Data with column headers that contain special characters might cause Data Refinery jobs to fail, and give the error Supplied values don't match positional vars to interpolate.

Workaround: Remove the special characters from the column headers.

Data Refinery flows with connections that use vault secrets only work if the user has permission to access the vault secrets.

If the source or target data of a Data Refinery flow uses connections that reference vault secrets, the user running the Data Refinery flow job must have permission to access the vault secrets. Otherwise, you obtain the error authorization_failed no access to secret.

Tokenize GUI operation does not work for Data Refinery on Spark and R environments.

Data Refinery flow jobs that include the Tokenize GUI operation do not work on the following Spark and R environments.

R 4.3 with Spark 3.5
Default Spark 3.5 + R 4.3

Users can use the Default Data Refinery XS environment for small datasets.

Tokenize GUI operation might not work on large data assets

Data Refinery flow jobs that include the Tokenize GUI operation might result in sparklyr worker rscript failure.

Workaround: Increase the CPU and memory resources for the environment that is used for your job by creating a custom Spark 3.5 + R 4.3 environment.

Error opening a Data Refinery flow

When you open the Data Refinery user interface, you might obtain the error The selected data set wasn't loaded.

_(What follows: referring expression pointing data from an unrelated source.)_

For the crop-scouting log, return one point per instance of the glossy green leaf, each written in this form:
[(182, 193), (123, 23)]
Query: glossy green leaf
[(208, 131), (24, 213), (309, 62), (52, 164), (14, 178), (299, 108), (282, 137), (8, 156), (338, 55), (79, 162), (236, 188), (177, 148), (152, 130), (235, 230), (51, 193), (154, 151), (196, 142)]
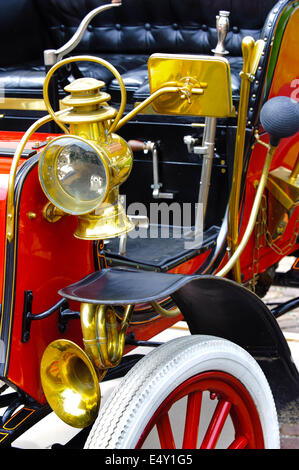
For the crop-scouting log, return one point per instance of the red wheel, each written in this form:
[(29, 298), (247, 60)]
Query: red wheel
[(192, 392), (233, 401)]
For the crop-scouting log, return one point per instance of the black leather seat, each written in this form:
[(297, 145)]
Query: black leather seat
[(125, 36)]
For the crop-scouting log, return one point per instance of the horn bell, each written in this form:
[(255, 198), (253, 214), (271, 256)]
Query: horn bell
[(70, 383)]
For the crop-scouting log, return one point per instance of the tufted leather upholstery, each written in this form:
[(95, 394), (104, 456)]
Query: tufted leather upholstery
[(125, 36)]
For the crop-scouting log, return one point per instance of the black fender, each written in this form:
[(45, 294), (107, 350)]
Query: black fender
[(211, 306), (220, 307)]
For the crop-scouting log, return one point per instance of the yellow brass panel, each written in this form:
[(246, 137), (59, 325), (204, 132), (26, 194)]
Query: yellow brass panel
[(204, 80)]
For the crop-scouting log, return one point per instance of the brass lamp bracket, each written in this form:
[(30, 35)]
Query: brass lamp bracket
[(52, 213)]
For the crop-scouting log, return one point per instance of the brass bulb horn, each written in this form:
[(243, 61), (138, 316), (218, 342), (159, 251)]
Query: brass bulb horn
[(70, 376)]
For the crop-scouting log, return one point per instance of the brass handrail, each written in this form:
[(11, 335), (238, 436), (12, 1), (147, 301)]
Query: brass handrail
[(251, 55), (253, 215)]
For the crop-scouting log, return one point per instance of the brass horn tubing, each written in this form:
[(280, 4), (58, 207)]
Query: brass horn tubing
[(150, 99), (253, 214), (89, 332), (233, 212), (85, 58), (166, 313), (111, 341), (13, 171)]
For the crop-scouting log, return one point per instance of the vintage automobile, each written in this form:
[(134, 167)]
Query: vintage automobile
[(100, 253)]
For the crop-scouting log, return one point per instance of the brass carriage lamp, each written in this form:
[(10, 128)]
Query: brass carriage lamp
[(81, 172)]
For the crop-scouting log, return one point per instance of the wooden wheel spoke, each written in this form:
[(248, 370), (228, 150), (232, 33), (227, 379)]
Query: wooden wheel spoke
[(216, 425), (165, 432), (192, 420), (239, 443)]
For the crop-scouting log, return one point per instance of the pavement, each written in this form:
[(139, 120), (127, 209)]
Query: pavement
[(41, 435), (289, 324)]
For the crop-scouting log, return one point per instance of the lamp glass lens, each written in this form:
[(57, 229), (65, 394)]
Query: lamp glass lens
[(80, 171)]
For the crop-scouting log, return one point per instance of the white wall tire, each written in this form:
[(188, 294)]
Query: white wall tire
[(146, 388)]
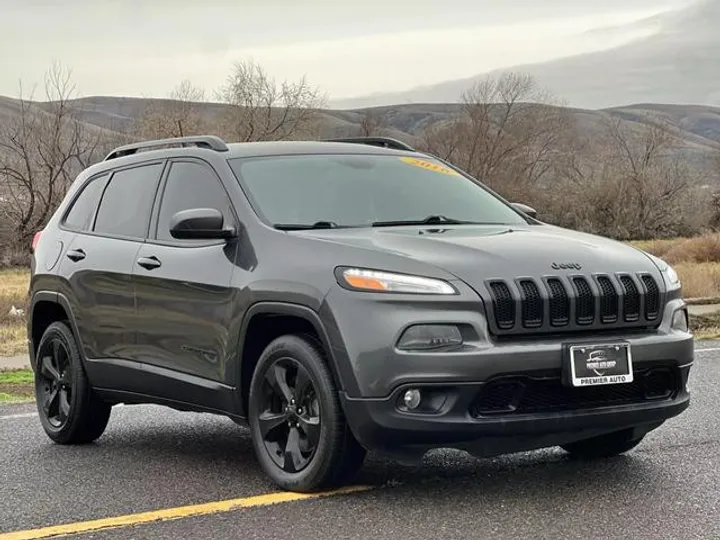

Error occurred while launching the container (retry attempts exceeded).

Workaround: Delete the existing interactive RuntimeAssembly(RTA) as follows:

oc -n <CPD_INSTANCE_NAMESPACE> delete rta -l type=service,component=shaper

or in Segregation of Duty (SoD) mode:

oc -n <DATAPLANE_NAMESPACE> delete rta -l type=service,component=shaper

Error opening a Data Refinery flow with connection with personal credentials

When you open a Data Refinery flow that uses a data asset that is based on a connection with personal credentials, you might see an error.

Workround: To open a Data Refinery flow that has assets that use connections with personal credentials, you must unlock the connection. You can unlock the connection either by editing the connection and entering your personal credentials, or by previewing the asset in the Project where you are prompted to enter your personal credentials. When you have unlocked the connection, you can then open the Data Refinery flow.

Unable to use masked data in visualizations from data assets that are imported from version 4.8 or earlier

Applies to: 5.4.0 and later

If you import data assets with masked data from version 4.8 or earlier into your project, you cannot use these assets to create visualizations. If you attempt to generate a chart in the Visualizations tab of a Data Refinery data source from an imported asset that contains masked data, the following error message is received: Bad Request: Failed to retrieve data from server. Masked data is not supported.

Workaround: To properly mask data with imported data assets in visualization, you must configure your platform with Data Virtualization as a protection solution. For more information, see Data Virtualization as a protective solution in the IBM Cloud Pak for Data documentation.

Data Refinery cannot connect with the Satellite Connector

You cannot use a Satellite Connector to connect to a database with Data Refinery

Data Refinery cannot use Kerberos authentication to connect to data

You cannot connect to data with Kerberos authentication in Data refinery.